Blood oranges are just gorgeous. Usually only available throughout the winter due to their short season, I always grab as many as I can when I stumble across them. In California at least, they are usually quite pricey. I actually paid about $7 for 5 pieces of fruit from the Ferry Building Farmers Market in San Francisco a couple of years ago. I was so surprised to see them in our local Trader Joes this season, for around $2.99 a bag – a real bargain. I used as many as I could in recipes and generally just eating them. I also juiced about 4 bags and froze it so I can enjoy it throughout the year. And that brings me to this recipe!This syrup is really easy to make and is as versatile as it is beautiful! I am using this particular batch of syrup in 3 different recipes I am making this weekend! Firstly, I’ll use 1/2 ounce (half a US ‘shot’) in a blood orange margarita, and then I’ll use it on top of a soaked chia oats breakfast cereal, and finally I’ll drizzle it over the top of some grilled fresh peaches for a dinner party dessert! Not bad for about 20 minutes in the kitchen, huh?!
I like to add half a teaspoon of orange flower water to the finished syrup, and it really does make a difference to the finished flavor. You can buy orange flower water in Mediterranean markets. It is made from distilling orange blossoms. To me, it smells of neroli – (bitter orange). It has traditionally been used to soothe gripe pains in babies and the essential oil is calming and relaxing and is said to help ease heart palpitations.

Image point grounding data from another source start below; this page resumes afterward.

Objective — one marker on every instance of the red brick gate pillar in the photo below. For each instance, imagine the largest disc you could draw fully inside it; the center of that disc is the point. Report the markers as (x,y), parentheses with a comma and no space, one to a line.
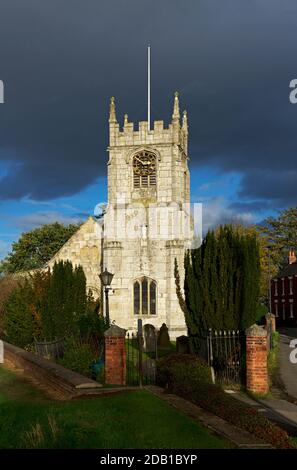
(256,360)
(270,318)
(115,356)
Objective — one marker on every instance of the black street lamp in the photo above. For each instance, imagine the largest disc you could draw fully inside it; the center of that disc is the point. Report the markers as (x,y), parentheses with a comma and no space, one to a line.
(106,279)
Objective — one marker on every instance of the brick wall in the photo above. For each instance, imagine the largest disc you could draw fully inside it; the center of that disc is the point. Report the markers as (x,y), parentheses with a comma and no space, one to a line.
(115,356)
(256,360)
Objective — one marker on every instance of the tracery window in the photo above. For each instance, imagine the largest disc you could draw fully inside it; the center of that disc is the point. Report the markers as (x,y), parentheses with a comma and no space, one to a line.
(145,296)
(144,170)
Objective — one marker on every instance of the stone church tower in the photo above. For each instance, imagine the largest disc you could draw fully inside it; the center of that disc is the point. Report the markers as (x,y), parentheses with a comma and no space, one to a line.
(147,223)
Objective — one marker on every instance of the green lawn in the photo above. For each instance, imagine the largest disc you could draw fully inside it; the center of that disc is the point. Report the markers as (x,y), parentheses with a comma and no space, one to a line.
(128,420)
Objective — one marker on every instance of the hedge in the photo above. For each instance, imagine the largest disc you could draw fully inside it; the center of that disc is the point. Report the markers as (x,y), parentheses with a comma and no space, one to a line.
(189,377)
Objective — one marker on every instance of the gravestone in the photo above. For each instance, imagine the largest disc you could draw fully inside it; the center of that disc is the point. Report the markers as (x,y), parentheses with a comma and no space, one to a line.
(163,337)
(183,345)
(149,338)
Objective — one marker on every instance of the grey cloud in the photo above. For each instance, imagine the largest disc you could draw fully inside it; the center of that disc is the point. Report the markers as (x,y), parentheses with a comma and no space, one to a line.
(232,62)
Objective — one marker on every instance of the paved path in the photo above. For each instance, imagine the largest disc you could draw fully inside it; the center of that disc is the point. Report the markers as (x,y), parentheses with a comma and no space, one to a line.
(288,371)
(278,411)
(239,437)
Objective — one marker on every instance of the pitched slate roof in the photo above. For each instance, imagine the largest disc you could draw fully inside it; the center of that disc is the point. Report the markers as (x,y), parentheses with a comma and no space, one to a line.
(289,270)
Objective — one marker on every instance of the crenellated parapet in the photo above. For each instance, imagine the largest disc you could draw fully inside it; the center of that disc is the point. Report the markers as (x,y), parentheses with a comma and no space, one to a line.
(175,133)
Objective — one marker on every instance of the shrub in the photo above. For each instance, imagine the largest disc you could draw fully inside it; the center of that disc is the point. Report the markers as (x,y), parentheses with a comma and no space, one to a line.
(183,376)
(19,325)
(78,356)
(7,285)
(181,368)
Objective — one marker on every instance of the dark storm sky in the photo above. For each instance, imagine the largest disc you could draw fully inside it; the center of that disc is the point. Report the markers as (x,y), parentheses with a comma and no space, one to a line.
(231,60)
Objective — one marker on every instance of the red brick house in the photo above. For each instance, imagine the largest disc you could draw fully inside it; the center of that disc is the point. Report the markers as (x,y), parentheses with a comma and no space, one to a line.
(284,293)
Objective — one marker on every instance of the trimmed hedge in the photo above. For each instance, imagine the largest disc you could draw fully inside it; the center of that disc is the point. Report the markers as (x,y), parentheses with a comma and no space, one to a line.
(189,377)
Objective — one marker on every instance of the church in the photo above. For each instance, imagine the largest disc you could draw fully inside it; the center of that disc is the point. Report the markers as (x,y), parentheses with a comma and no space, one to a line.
(146,225)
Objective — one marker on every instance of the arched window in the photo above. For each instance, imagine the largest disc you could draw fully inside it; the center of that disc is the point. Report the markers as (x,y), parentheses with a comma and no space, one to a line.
(144,170)
(145,297)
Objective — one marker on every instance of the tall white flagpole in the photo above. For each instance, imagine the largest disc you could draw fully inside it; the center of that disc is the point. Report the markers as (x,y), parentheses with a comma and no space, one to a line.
(149,87)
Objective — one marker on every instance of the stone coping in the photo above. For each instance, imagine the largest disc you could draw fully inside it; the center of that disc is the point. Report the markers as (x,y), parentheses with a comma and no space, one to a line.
(55,375)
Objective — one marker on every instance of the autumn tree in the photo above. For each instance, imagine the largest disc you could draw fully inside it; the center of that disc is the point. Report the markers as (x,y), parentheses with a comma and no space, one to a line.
(36,247)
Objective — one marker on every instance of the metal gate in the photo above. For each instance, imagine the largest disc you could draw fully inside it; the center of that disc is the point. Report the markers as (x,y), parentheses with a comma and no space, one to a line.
(140,360)
(224,352)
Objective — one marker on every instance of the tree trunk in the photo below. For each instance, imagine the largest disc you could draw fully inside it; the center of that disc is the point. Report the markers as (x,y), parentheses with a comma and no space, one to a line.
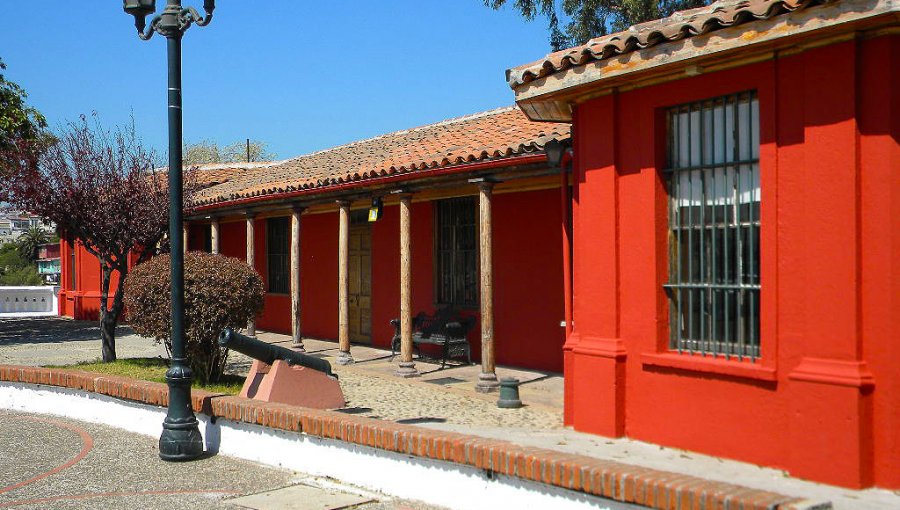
(107,319)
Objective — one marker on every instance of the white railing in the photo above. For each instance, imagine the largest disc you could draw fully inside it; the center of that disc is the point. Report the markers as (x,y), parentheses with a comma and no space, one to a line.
(25,301)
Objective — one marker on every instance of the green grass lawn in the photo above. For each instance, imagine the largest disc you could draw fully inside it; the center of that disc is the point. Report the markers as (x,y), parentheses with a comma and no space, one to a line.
(153,369)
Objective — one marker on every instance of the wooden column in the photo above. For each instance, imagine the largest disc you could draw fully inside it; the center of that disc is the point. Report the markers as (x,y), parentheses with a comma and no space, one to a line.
(296,331)
(251,261)
(344,358)
(214,236)
(407,367)
(487,379)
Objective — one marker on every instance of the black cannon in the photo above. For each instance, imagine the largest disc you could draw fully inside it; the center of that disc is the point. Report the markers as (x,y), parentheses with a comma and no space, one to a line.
(268,353)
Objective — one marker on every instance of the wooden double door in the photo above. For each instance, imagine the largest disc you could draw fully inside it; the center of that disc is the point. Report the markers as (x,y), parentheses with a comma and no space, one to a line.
(360,292)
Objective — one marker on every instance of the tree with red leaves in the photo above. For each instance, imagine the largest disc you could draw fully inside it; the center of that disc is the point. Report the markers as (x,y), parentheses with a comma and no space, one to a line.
(101,189)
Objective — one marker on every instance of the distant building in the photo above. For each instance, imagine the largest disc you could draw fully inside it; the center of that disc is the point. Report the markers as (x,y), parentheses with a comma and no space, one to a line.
(15,223)
(48,263)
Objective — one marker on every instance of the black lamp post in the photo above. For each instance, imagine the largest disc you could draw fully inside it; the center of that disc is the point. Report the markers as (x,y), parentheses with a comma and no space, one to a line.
(180,439)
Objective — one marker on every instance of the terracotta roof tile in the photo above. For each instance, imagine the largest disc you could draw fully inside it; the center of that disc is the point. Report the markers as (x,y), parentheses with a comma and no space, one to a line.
(495,134)
(680,25)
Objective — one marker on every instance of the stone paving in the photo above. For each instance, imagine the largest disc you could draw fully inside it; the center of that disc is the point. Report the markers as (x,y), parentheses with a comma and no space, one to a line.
(67,464)
(447,402)
(437,397)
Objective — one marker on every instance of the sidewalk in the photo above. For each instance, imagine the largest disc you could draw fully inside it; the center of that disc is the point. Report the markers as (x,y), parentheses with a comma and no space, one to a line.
(446,400)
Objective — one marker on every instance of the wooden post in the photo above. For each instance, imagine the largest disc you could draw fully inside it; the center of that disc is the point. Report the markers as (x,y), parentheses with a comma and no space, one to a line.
(344,358)
(251,261)
(487,379)
(214,236)
(296,332)
(407,367)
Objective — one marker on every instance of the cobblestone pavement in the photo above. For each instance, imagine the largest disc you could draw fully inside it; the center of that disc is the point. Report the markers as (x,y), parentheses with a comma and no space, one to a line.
(440,398)
(67,464)
(369,385)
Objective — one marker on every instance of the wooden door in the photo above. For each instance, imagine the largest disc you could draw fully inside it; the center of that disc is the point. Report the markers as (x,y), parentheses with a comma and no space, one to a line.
(360,295)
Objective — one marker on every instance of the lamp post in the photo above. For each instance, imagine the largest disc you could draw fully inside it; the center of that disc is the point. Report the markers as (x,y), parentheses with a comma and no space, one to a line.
(180,439)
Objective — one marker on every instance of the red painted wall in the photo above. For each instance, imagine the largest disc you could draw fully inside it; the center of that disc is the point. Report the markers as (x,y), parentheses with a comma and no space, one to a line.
(830,200)
(83,301)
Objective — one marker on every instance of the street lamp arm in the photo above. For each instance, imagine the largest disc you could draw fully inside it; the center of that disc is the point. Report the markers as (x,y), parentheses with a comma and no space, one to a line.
(195,16)
(146,35)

The syrup also tastes great mixed with 1 tablespoon of Triple Sec orange liquer. There’s absolutely no need to add either of these ingredients – but their addition does make it extra special!

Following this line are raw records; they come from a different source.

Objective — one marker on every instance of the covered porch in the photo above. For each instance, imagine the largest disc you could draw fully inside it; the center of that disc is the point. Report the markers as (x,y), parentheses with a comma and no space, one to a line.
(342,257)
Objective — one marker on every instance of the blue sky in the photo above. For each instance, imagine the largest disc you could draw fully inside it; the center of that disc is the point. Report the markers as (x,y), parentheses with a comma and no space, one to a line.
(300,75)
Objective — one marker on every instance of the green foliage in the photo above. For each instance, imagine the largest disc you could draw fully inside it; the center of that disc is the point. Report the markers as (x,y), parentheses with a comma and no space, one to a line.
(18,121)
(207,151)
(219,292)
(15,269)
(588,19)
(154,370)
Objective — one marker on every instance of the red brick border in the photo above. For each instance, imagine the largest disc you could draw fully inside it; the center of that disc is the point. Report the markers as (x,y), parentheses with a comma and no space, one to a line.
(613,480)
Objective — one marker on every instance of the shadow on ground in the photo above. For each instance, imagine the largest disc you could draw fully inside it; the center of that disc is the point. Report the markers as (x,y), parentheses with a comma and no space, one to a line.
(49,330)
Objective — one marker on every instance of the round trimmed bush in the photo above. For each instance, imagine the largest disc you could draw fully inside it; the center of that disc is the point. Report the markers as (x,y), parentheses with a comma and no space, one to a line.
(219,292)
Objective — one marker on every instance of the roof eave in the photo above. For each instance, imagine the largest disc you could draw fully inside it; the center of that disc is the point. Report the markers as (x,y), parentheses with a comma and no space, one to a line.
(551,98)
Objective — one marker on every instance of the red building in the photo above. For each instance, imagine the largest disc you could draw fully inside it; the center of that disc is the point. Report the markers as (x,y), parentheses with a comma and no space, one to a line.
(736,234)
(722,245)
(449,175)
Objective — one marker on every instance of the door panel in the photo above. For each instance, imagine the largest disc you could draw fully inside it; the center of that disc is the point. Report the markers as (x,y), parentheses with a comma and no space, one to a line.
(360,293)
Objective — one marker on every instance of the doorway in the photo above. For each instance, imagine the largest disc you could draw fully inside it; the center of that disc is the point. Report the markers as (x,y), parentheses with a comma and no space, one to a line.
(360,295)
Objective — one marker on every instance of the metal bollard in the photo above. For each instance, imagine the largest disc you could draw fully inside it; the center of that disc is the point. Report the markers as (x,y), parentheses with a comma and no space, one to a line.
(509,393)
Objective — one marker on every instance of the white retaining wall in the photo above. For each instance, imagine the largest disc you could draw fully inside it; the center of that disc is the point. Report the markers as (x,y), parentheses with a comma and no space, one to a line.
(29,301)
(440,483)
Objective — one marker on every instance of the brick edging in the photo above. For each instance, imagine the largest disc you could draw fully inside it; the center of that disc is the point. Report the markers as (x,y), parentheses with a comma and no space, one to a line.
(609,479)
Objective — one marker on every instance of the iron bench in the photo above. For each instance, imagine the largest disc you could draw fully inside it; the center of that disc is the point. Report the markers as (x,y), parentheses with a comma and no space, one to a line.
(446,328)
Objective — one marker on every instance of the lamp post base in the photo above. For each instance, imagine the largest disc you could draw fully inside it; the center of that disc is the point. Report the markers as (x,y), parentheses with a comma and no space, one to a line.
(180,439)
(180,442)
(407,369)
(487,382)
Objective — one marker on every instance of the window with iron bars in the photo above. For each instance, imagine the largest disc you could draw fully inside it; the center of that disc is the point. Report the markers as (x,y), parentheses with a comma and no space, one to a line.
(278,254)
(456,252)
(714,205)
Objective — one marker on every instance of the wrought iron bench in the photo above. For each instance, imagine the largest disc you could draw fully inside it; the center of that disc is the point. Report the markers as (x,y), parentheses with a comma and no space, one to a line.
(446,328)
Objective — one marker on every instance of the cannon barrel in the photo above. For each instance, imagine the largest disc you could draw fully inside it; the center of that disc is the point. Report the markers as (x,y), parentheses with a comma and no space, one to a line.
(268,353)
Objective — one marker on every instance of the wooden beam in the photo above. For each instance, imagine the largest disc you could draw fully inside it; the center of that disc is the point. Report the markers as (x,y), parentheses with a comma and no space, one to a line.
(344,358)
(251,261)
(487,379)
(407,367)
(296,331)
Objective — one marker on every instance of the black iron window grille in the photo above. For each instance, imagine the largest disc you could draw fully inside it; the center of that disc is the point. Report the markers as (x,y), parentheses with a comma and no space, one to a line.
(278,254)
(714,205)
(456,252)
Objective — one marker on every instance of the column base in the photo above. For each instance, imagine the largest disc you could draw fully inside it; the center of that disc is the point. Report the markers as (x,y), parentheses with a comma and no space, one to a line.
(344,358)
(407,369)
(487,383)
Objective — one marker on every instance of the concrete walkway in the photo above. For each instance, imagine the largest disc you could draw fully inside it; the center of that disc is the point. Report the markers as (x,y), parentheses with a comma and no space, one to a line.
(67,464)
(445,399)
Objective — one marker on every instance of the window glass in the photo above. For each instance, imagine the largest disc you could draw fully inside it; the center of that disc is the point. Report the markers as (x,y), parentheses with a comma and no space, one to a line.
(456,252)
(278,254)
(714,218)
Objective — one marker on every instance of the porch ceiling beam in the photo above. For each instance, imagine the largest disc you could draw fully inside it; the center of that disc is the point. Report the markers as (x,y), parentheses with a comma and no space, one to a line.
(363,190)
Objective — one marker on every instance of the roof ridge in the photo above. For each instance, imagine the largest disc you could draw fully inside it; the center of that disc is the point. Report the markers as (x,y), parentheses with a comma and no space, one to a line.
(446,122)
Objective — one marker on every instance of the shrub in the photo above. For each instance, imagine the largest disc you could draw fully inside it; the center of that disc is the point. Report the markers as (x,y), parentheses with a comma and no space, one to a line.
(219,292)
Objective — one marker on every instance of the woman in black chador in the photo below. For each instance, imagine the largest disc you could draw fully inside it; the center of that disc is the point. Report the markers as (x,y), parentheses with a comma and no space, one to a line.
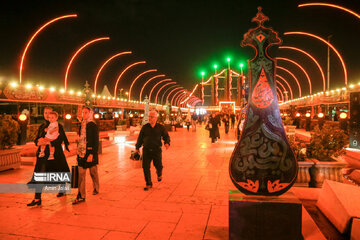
(87,154)
(213,127)
(57,163)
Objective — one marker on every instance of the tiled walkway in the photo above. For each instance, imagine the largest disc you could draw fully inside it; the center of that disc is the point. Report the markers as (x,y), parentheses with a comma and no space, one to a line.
(190,203)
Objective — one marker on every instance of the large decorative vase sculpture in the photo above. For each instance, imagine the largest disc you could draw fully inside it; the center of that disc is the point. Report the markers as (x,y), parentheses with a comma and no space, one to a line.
(262,162)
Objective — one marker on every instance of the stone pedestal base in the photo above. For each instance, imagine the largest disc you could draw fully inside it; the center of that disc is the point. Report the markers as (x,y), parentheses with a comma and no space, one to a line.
(260,217)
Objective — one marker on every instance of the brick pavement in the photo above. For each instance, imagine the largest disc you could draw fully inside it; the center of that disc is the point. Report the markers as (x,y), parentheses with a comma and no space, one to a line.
(190,203)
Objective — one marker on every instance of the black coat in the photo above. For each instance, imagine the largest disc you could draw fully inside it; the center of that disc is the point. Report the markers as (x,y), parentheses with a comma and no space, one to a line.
(92,145)
(214,130)
(60,163)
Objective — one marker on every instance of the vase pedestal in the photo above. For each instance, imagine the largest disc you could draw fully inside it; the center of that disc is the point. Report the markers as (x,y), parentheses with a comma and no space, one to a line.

To make this syrup, all you need to do is mix some sugar and water and slowly heat, stirring, until the sugar dissolves. Then add the juice, bring it to the boil and heat for about 10 minutes. Let cool, and add the orange flower water if you like, bottle it up, pop it in the fridge and use at will! It lasts about 4 days. Well … sometimes.
- ½ Cup Blood Orange Juice (About 4-6 Oranges)
- 1 Cup Sugar
- 1 Cup Filtered Water
- ½ t Orange Blossom (or Orange Flower) Water - optional
- Heat the water and sugar gently on the stove until the sugar has completely dissolved.

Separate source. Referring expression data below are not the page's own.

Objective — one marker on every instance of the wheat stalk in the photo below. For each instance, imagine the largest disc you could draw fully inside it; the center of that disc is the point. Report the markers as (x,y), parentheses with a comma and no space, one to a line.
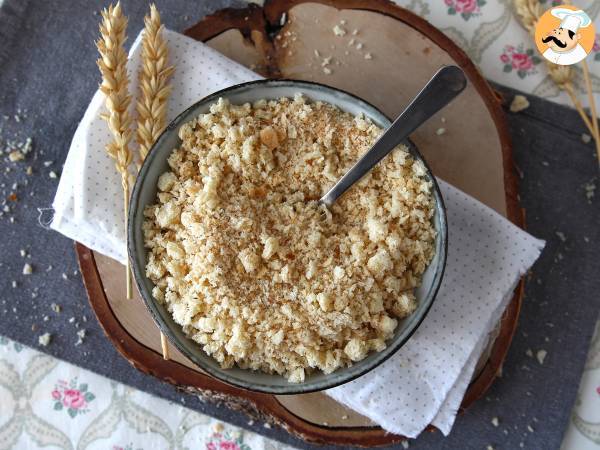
(528,12)
(113,67)
(151,106)
(154,87)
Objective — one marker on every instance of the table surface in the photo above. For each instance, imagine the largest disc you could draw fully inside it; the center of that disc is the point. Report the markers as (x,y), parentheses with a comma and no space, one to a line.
(47,83)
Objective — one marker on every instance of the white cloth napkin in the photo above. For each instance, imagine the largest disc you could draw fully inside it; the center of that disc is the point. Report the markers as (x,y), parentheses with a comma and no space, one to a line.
(425,381)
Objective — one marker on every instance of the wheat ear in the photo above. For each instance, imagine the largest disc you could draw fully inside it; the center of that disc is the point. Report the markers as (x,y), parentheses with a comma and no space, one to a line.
(151,106)
(154,87)
(113,67)
(528,12)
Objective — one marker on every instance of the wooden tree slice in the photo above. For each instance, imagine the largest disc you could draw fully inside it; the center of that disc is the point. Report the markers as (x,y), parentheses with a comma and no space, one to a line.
(291,38)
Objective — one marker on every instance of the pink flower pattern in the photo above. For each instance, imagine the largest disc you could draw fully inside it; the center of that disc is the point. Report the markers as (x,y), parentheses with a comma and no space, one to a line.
(522,61)
(466,8)
(71,397)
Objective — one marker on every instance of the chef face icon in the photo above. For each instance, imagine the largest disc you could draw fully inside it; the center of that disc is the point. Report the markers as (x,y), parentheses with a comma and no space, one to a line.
(565,35)
(561,40)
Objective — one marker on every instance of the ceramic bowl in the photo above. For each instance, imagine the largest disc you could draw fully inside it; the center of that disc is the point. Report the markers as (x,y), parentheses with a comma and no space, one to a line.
(144,193)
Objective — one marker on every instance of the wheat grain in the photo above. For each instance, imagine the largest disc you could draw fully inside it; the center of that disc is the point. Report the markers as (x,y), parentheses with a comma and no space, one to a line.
(113,67)
(154,87)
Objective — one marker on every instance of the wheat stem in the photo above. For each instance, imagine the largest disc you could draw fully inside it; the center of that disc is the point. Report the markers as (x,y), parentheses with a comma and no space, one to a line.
(592,100)
(113,67)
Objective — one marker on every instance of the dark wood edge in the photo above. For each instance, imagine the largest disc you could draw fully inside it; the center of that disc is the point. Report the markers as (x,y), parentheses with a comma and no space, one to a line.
(274,9)
(244,20)
(264,406)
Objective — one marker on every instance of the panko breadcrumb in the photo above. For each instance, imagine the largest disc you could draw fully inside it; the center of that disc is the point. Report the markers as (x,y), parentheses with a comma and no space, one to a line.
(254,269)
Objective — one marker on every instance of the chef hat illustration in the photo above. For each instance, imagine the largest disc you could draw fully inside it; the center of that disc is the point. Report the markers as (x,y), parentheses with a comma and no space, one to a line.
(570,19)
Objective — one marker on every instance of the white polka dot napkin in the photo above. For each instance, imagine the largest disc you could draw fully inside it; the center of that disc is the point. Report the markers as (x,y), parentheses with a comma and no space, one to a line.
(425,381)
(88,202)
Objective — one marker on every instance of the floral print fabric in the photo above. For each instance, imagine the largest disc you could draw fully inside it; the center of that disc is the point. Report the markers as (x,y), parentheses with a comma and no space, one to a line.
(46,403)
(488,31)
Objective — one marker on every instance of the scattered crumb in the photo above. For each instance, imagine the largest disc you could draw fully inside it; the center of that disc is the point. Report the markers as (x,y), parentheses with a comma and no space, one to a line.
(339,31)
(541,356)
(590,189)
(80,336)
(15,156)
(44,339)
(519,103)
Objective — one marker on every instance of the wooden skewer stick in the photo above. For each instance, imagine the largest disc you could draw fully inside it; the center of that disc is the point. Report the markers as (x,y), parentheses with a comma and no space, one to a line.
(164,345)
(590,92)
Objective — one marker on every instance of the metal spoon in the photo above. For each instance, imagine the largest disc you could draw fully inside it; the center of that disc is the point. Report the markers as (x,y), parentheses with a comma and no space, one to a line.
(446,84)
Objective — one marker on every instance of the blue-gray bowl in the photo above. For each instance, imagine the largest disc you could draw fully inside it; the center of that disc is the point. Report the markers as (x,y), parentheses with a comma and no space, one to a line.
(144,193)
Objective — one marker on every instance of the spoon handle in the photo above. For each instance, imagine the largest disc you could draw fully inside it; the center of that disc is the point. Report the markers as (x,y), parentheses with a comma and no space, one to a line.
(446,84)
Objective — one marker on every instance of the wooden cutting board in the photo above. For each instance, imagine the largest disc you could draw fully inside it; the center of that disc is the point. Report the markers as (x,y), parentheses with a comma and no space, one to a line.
(385,56)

- Add the orange juice and bring to a rolling boil.
- Boil for 10 minutes, until liquid reduces slightly.
- Cool, and then strain* and add the orange flower water, if using.
- Store in a glass bottle/jar in the refrigerator for up to 4 days.
Nutritional breakdown is approximate and for general information only, and will vary depending on specific brands and measurements used.